This sometimes intoxicating collaboration between mild-mannered guitar hero Bill Frisell and guitarist-singer Vinicius Cantuária, a Brazilian living in Brooklyn, might come as a surprise for anyone following Frisell’s discography. Then again, it might not: It may have been inevitable that Frisell would sooner or later turn his musical energies toward Brazil. Both Brazilian music and Frisell-ian music operate in the expressive areas where lyricism and experimental instincts meet and often thrive.
But that merging of jazz and Brazilian sensibilities tells only part of the story. Having guested on each other’s projects, and with Cantuária supplying an integral voice on Frisell’s worldly The Intercontinentals, they have shared history and ample simpatico.

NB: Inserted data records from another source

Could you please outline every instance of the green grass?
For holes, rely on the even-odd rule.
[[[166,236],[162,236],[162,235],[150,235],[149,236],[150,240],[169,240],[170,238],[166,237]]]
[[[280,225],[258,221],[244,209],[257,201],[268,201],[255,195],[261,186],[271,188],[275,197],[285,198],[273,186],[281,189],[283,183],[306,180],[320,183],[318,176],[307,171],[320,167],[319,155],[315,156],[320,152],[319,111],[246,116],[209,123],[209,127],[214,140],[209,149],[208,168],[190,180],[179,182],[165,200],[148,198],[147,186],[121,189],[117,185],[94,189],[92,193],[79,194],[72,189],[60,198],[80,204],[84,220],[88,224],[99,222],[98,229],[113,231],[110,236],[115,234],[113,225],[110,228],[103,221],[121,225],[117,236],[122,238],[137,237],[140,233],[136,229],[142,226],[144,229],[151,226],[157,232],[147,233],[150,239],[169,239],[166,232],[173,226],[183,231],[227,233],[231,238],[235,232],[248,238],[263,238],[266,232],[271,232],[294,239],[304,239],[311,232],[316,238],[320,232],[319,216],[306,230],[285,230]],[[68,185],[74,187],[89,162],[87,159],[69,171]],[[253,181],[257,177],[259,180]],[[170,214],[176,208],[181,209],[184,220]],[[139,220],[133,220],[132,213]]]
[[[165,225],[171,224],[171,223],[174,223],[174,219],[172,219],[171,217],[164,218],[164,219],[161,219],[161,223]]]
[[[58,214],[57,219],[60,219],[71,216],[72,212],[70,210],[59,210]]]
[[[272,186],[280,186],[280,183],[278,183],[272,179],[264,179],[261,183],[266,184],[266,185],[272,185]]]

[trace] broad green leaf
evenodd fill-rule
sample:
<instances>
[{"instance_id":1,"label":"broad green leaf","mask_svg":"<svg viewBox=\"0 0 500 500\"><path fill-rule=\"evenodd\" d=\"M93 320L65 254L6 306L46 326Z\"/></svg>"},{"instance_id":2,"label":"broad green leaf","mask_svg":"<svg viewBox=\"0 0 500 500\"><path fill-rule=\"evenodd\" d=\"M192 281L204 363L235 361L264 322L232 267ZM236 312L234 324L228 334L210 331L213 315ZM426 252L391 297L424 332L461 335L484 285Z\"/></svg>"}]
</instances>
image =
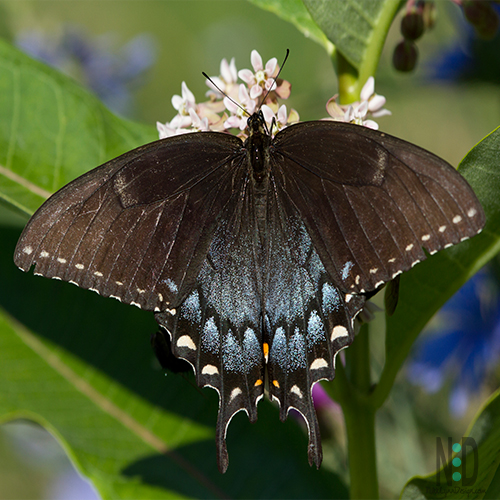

That connection goes deeper on this genuine collaborative effort, with co-written songs. Switching between Portuguese, Spanish and English, Cantuária sings with a supple, understated charisma on tunes like the title track; his ode to his adopted home of Brooklyn, “Calle 7”; and the seductive lull of “Aquela Mulher.”
After playing much of the album’s songs in a relatively straight way, with Frisell’s sonic debris and asides in the corners of the tracks, the guitarist’s inner deconstructionist comes out to play at album’s end. “Briga de Namorados” is a bubbly, folkloric sweetie of a tune, but one that melts into an impressionistic passage replete with Frisell’s trademarked use of looping. A canned echo of the more straightforward beginning is flown in at the end, like a dream or a memory.
As a non sequitur of a finale, “Forinfas” is a brief blip of a ’20s-esque number, reminding us that these musicians are disinclined to head down the middle for too long—although, thankfully, they have nothing against an attractive melody.